Killing Season

Minor stir in recent weeks over the airing of The Killing Season, the ABC doco on the battle to the death between Kevin Rudd and Julia Gillard, and their cronies.

It was fascinating viewing, but not terribly edifying. It’s such a tawdry tale that you wonder why anyone agreed to be interviewed for it. They did though, pretty well all of them. Ego you imagine, and the chance to put their side of it, the last word. It’s a testament to their self-absorption that they would do that, but then, so too it was their self-absorption made such a sorry tale. Regardless of what they may think, no-one comes out of it looking good (except perhaps Albo) – certainly neither of the protagonists do.
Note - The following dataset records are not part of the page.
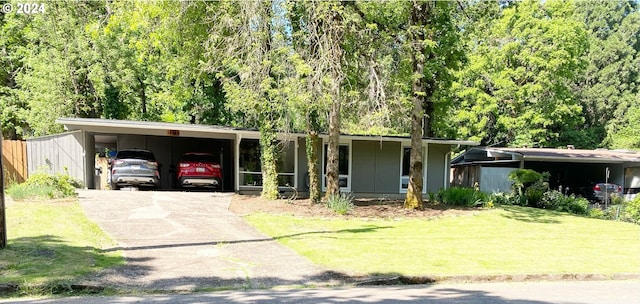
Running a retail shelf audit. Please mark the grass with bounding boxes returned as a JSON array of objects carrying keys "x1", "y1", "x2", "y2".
[
  {"x1": 245, "y1": 206, "x2": 640, "y2": 276},
  {"x1": 7, "y1": 184, "x2": 55, "y2": 200},
  {"x1": 0, "y1": 198, "x2": 124, "y2": 295}
]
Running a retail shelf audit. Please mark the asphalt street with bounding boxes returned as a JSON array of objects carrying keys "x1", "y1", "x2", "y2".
[{"x1": 5, "y1": 281, "x2": 640, "y2": 304}]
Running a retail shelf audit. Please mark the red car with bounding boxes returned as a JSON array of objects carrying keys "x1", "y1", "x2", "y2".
[{"x1": 178, "y1": 153, "x2": 222, "y2": 188}]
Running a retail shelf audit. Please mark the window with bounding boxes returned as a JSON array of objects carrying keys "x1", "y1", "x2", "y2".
[
  {"x1": 322, "y1": 144, "x2": 351, "y2": 192},
  {"x1": 400, "y1": 147, "x2": 411, "y2": 191},
  {"x1": 400, "y1": 147, "x2": 428, "y2": 193},
  {"x1": 238, "y1": 139, "x2": 296, "y2": 187},
  {"x1": 239, "y1": 139, "x2": 262, "y2": 186}
]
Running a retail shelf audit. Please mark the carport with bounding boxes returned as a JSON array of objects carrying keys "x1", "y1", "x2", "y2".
[
  {"x1": 27, "y1": 118, "x2": 477, "y2": 197},
  {"x1": 451, "y1": 146, "x2": 640, "y2": 195},
  {"x1": 57, "y1": 118, "x2": 242, "y2": 191}
]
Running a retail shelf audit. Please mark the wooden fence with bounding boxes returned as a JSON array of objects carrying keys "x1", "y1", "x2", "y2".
[{"x1": 2, "y1": 140, "x2": 27, "y2": 186}]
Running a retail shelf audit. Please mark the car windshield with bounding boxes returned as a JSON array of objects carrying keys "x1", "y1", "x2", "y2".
[
  {"x1": 182, "y1": 154, "x2": 216, "y2": 163},
  {"x1": 116, "y1": 150, "x2": 156, "y2": 161}
]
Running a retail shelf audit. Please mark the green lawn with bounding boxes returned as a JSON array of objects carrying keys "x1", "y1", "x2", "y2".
[
  {"x1": 245, "y1": 206, "x2": 640, "y2": 276},
  {"x1": 0, "y1": 199, "x2": 124, "y2": 288}
]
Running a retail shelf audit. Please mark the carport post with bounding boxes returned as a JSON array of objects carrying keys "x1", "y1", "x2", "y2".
[{"x1": 0, "y1": 136, "x2": 7, "y2": 249}]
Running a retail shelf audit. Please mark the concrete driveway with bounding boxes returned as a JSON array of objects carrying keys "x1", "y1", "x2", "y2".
[{"x1": 79, "y1": 190, "x2": 326, "y2": 290}]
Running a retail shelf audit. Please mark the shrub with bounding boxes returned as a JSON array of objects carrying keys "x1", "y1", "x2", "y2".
[
  {"x1": 622, "y1": 195, "x2": 640, "y2": 224},
  {"x1": 7, "y1": 170, "x2": 82, "y2": 200},
  {"x1": 438, "y1": 187, "x2": 488, "y2": 207},
  {"x1": 327, "y1": 193, "x2": 355, "y2": 215},
  {"x1": 587, "y1": 208, "x2": 605, "y2": 219},
  {"x1": 537, "y1": 190, "x2": 589, "y2": 214}
]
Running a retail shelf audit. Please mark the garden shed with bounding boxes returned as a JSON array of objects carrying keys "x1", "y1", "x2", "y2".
[{"x1": 452, "y1": 146, "x2": 640, "y2": 198}]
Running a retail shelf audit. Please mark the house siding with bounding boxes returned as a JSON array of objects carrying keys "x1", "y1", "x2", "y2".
[
  {"x1": 351, "y1": 140, "x2": 400, "y2": 193},
  {"x1": 427, "y1": 144, "x2": 451, "y2": 192}
]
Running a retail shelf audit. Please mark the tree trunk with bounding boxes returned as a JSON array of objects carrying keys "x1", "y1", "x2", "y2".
[
  {"x1": 325, "y1": 94, "x2": 340, "y2": 198},
  {"x1": 306, "y1": 132, "x2": 320, "y2": 203},
  {"x1": 260, "y1": 119, "x2": 278, "y2": 200},
  {"x1": 404, "y1": 2, "x2": 429, "y2": 209},
  {"x1": 305, "y1": 111, "x2": 321, "y2": 203},
  {"x1": 0, "y1": 139, "x2": 7, "y2": 249},
  {"x1": 138, "y1": 77, "x2": 147, "y2": 117}
]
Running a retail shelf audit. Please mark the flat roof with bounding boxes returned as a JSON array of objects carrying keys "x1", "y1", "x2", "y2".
[
  {"x1": 56, "y1": 118, "x2": 480, "y2": 146},
  {"x1": 455, "y1": 147, "x2": 640, "y2": 163}
]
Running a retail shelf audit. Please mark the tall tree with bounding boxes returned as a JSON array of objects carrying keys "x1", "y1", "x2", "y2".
[
  {"x1": 570, "y1": 1, "x2": 640, "y2": 148},
  {"x1": 12, "y1": 2, "x2": 104, "y2": 135},
  {"x1": 451, "y1": 0, "x2": 588, "y2": 146},
  {"x1": 202, "y1": 1, "x2": 290, "y2": 199},
  {"x1": 404, "y1": 1, "x2": 463, "y2": 209}
]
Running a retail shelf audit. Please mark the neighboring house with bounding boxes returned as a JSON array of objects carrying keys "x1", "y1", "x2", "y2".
[
  {"x1": 452, "y1": 146, "x2": 640, "y2": 201},
  {"x1": 28, "y1": 118, "x2": 478, "y2": 197}
]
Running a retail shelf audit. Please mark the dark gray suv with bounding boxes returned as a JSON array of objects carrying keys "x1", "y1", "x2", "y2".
[{"x1": 110, "y1": 149, "x2": 160, "y2": 190}]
Given the state of politics in Oz the screening of this show is not great timing for the ALP, but I’m guessing that was barely a consideration for such self-absorbed characters. One of the things I realised – and which I should have understood a long time before – is how few in politics these days seem to be motivated by the concept of public service. It’s proof in a way of how power corrupts – not just possessing it, but in striving for it. Between the two of them, Rudd and Gillard, and assorted minions, they destroyed the prospects of the ALP – and all because of their own, petty ambitions.
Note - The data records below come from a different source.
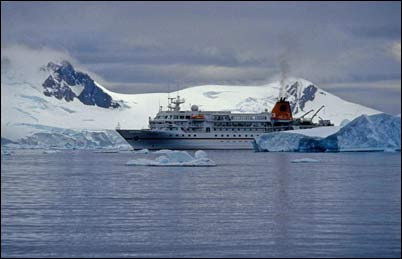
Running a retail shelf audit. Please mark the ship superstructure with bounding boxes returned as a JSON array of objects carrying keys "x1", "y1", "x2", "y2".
[{"x1": 116, "y1": 96, "x2": 332, "y2": 149}]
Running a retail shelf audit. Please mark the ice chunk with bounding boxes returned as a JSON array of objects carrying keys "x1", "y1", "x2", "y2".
[
  {"x1": 1, "y1": 149, "x2": 14, "y2": 156},
  {"x1": 133, "y1": 148, "x2": 149, "y2": 154},
  {"x1": 290, "y1": 157, "x2": 320, "y2": 163},
  {"x1": 253, "y1": 114, "x2": 401, "y2": 152},
  {"x1": 43, "y1": 150, "x2": 60, "y2": 154},
  {"x1": 126, "y1": 150, "x2": 216, "y2": 169}
]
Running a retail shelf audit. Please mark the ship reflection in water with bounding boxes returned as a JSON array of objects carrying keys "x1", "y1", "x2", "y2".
[{"x1": 1, "y1": 150, "x2": 401, "y2": 258}]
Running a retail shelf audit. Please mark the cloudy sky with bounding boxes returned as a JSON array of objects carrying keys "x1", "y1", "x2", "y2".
[{"x1": 1, "y1": 1, "x2": 401, "y2": 114}]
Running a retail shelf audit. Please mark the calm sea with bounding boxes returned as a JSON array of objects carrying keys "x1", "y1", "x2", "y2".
[{"x1": 1, "y1": 151, "x2": 401, "y2": 257}]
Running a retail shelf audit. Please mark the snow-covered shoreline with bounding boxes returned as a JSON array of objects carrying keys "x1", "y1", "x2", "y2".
[{"x1": 253, "y1": 114, "x2": 401, "y2": 152}]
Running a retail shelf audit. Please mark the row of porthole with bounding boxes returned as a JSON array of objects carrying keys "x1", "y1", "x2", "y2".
[
  {"x1": 215, "y1": 134, "x2": 260, "y2": 138},
  {"x1": 169, "y1": 134, "x2": 260, "y2": 138}
]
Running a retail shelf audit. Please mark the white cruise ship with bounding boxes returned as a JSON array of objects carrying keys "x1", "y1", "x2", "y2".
[{"x1": 116, "y1": 96, "x2": 332, "y2": 150}]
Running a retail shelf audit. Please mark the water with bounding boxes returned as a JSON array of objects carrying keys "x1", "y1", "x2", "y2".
[{"x1": 1, "y1": 151, "x2": 401, "y2": 257}]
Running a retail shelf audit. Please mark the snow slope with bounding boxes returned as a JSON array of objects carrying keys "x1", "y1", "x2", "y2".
[
  {"x1": 1, "y1": 55, "x2": 379, "y2": 148},
  {"x1": 253, "y1": 114, "x2": 401, "y2": 152}
]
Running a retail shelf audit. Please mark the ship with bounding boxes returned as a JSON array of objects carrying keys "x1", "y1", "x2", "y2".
[{"x1": 116, "y1": 95, "x2": 333, "y2": 150}]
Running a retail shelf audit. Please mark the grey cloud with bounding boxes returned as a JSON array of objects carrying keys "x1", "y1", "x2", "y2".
[{"x1": 1, "y1": 2, "x2": 401, "y2": 114}]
Rudd is generally said to have been the more toxic character, and more to blame for de-stabilising the government. He was certainly bitter after his deposition, but I certainly don’t exempt Gillard from that. In fact it was Gillard set it all in train when she ousted Rudd as prime minister. Rudd may not have been a pleasant man to work along side, and in my recollection was certainly bottling it on some issues, but the more sensible solution would have been to take him aside and make it clear that he had to change. I was ambivalent about it at the time, and even hopeful that Gillard might measure up. In the fullness of time it’s clear that ousting Rudd was the nuclear option, which left a wasteland. I may be naïve to think it could have been better managed, but the fact of it is that had Rudd continued as prime minister then there’s a very good chance the ALP would still be in power.

It’s a Shakespearean story with no heroes, and a lot of shady characters, on both sides of public, and in the media. Truly there were some diabolical acts and episodes that make you truly despair at the state of Australian society.

For the likes of me it’s a tragedy. In Rudd we had a prime minister with great intellectual range, but deeply flawed as an individual; in Gillard an excellent policy maker who had no natural authority as a leader, and guilty of poor judgement. Both had substantial achievements as leaders, but failures too, and moments of critical weakness. For both it became personal, which was the critical mistake. In the wash-up they’re both a long way ahead of Abbott, but therein is the greatest tragedy of all. It’s their self-indulgence that betrayed the Australian people, and which made possible the unlikely rise of a morally corrupt and reactionary conservative in Abbott. We suffer for it today.